# Inverse of a function

1. Jan 29, 2010

### hangover

If a function is bijective, then its inverse exists. Is there any example that inverse of a function exists but the original function is not bijective?

2. Jan 29, 2010

A function has to be bijective in order to have an inverse.

3. Jan 29, 2010

### elibj123

A function can be locally bijective, so it's inverse exists only in some finite interval.

For example $$x^{2}$$ is not a bijective in any interval containing x=0 (since f'(0)=0) but if you restrict yourself to x>0, then you off course have the inverse
$$f(x)=\sqrt{x}$$ or in x<0 the inverse is $$f(x)=-\sqrt{x}$$.

Last edited: Jan 29, 2010
4. Jan 29, 2010

### HallsofIvy

Another example. f(x)= ex, as a function from R to R, is not surjective, so not and does not have an inverse. In particular, there is no f-1(-1). But if I consider it as a function from R to R+, the positive real numbers, then it is bijective and f-1(x)= ln(x).
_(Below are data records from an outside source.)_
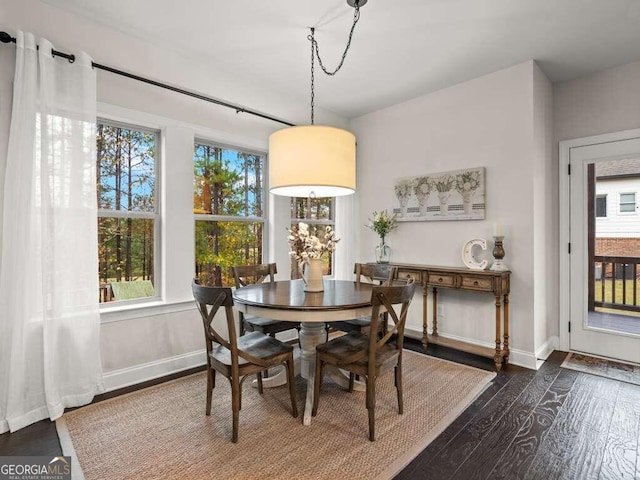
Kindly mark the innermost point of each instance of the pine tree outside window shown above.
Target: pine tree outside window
(127, 211)
(228, 206)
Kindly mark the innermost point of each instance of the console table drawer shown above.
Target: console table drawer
(442, 279)
(405, 274)
(477, 283)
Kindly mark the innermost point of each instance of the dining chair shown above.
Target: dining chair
(244, 275)
(367, 355)
(376, 273)
(238, 357)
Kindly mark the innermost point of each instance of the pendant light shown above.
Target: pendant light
(314, 160)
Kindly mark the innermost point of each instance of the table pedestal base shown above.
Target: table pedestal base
(311, 334)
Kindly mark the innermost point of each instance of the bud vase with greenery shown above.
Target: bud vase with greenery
(382, 223)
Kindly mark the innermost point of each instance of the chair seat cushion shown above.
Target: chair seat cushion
(347, 346)
(254, 343)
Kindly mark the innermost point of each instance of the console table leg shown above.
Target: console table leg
(435, 311)
(425, 338)
(505, 347)
(497, 358)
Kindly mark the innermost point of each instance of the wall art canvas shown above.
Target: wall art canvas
(454, 195)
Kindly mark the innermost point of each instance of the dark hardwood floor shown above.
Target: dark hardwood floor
(547, 424)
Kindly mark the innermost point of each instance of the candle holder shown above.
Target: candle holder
(498, 254)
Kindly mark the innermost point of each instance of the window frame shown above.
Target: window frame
(156, 215)
(634, 203)
(601, 196)
(199, 217)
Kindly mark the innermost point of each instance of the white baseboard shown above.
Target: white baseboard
(518, 357)
(548, 347)
(148, 371)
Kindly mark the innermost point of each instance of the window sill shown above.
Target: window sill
(140, 310)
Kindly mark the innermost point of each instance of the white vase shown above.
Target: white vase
(443, 199)
(467, 201)
(312, 275)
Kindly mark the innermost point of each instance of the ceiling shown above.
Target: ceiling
(401, 49)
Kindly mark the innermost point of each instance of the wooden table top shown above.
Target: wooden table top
(290, 295)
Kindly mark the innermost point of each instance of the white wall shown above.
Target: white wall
(486, 122)
(142, 343)
(545, 218)
(607, 101)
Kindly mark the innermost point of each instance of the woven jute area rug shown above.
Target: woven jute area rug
(162, 432)
(603, 367)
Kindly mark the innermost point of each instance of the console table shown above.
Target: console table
(463, 279)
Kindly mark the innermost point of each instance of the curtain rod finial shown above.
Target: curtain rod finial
(6, 38)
A function, from A to B, has an inverse if and only if it is bijective.

5. Jan 29, 2010

### hangover

Thanks a lot! It may be a typo in my textbook.
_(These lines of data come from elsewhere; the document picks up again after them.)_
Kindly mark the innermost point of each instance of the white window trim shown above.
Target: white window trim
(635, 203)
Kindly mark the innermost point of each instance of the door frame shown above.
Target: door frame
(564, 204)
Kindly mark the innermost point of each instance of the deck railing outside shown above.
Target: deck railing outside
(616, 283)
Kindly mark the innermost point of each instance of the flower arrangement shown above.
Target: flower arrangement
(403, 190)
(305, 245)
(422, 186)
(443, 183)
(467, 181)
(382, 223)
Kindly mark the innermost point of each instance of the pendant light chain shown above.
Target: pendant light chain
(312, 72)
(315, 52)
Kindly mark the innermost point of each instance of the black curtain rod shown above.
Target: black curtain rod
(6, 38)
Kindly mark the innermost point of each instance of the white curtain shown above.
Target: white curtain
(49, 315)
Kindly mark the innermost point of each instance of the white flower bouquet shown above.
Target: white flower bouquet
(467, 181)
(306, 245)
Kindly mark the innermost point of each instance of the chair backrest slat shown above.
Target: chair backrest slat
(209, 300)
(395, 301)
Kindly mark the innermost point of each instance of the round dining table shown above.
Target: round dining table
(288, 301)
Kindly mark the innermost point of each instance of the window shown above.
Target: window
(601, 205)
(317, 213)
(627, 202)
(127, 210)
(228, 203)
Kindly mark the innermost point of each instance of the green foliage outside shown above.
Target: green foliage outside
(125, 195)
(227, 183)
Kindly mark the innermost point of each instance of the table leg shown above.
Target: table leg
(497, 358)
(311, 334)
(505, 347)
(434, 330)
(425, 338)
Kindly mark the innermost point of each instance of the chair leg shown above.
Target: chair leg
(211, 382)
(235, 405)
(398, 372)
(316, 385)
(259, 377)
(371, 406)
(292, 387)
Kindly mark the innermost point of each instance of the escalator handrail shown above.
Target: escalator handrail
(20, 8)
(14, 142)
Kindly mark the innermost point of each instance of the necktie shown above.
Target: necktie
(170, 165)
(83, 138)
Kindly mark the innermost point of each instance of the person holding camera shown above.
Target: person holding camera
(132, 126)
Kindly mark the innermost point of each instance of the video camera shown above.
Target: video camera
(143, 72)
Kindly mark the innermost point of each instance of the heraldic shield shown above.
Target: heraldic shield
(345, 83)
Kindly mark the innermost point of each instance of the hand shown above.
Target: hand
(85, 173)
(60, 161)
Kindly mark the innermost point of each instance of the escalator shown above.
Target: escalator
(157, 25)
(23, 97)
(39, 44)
However, why is x^2 not bijective if we define the domain containing zero(like x=>0)? It is a continous function so isn't it bijective at this interval though being not strictly increasing? Thanks

6. Jan 29, 2010

### Staff: Mentor

f(x) = x2 on [0, infinity) is strictly increasing. If a and b are any two numbers in this interval such that a < b, then f(a) < f(b).

7. Jan 29, 2010

### elibj123

I had a little confusion in defining the inverse sorry.
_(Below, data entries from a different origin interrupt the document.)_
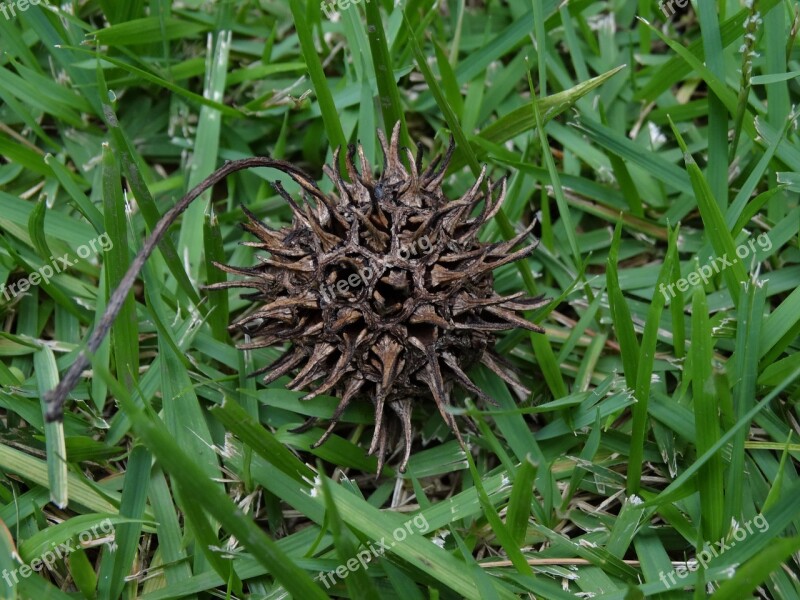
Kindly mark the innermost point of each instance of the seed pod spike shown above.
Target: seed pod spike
(381, 290)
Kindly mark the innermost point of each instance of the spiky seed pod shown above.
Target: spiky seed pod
(382, 290)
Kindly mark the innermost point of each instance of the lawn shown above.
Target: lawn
(625, 427)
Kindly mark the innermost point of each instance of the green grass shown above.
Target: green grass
(660, 424)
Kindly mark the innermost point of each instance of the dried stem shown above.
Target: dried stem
(55, 398)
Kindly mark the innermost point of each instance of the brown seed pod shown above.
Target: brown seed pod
(383, 290)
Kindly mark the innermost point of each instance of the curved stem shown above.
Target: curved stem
(55, 398)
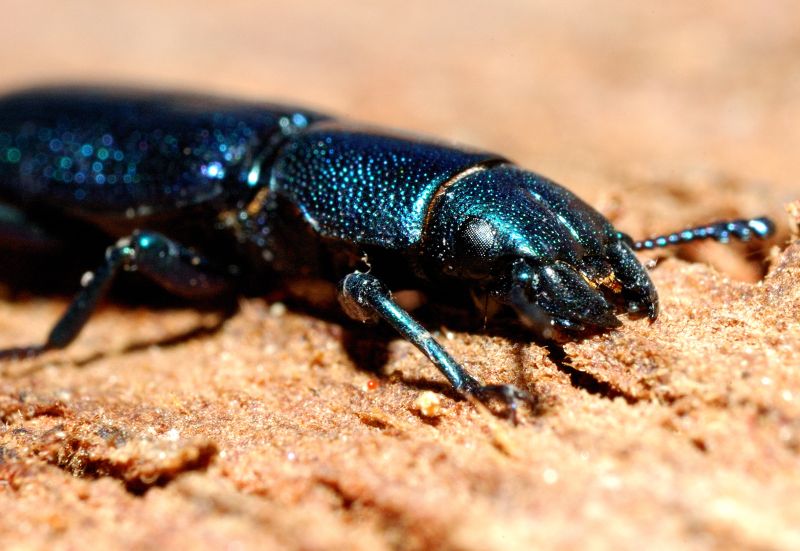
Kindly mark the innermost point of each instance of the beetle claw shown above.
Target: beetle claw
(510, 395)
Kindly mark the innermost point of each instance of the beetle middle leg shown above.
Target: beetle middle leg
(169, 264)
(365, 298)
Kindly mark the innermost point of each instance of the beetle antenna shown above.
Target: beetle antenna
(743, 230)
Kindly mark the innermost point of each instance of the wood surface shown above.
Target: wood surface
(278, 429)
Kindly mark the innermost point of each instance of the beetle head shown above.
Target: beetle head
(538, 248)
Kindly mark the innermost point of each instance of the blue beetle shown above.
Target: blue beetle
(205, 196)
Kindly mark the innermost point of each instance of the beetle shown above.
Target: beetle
(205, 196)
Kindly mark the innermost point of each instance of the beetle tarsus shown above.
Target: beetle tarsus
(167, 263)
(510, 395)
(21, 353)
(364, 297)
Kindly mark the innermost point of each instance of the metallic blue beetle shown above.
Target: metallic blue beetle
(206, 196)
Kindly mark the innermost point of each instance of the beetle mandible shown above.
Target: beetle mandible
(206, 195)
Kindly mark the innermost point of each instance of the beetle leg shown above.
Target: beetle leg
(365, 298)
(169, 264)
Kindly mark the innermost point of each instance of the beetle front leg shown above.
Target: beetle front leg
(169, 264)
(365, 298)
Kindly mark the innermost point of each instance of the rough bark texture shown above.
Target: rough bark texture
(174, 428)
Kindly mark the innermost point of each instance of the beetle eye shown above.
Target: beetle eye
(476, 239)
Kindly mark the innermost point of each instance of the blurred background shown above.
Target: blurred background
(619, 87)
(681, 433)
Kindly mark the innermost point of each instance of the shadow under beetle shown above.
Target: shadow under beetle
(206, 195)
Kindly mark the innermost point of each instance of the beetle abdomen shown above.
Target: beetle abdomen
(108, 152)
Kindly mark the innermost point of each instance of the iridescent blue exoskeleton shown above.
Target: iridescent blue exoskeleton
(205, 196)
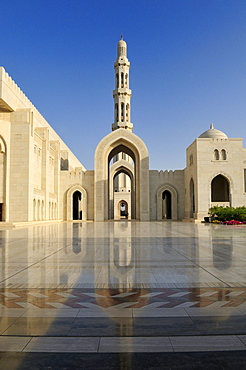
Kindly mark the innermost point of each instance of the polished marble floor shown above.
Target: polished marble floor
(123, 287)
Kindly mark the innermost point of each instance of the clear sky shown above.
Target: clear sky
(188, 68)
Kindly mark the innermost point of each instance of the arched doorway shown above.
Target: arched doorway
(123, 209)
(121, 141)
(192, 198)
(76, 204)
(220, 189)
(77, 211)
(166, 205)
(2, 180)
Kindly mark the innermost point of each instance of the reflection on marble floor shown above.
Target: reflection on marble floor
(125, 255)
(130, 298)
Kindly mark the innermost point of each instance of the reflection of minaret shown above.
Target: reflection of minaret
(122, 93)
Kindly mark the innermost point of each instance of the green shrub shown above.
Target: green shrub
(228, 213)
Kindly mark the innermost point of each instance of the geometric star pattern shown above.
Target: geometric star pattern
(123, 298)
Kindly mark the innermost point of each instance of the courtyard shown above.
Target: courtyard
(122, 287)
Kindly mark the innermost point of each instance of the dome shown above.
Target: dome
(122, 43)
(212, 133)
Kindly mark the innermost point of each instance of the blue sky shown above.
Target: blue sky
(188, 68)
For $$x\geq 0$$ the inverse of $$y=x^{2}$$ is $$x=f^{-1}(y)=\sqrt{y}$$

For $$x\leq 0$$ the inverse of $$y=x^{2}$$ is $$x=f^{-1}(y)=-\sqrt{y}$$

Notice of course that the inverse is defined only over $$y\geq 0$$, since the range of x^2 is only the non-negative real numbers.

Also, the interval where the function can be define as a bijection may inclue x=0, but only as a boundary point.

Last edited: Jan 29, 2010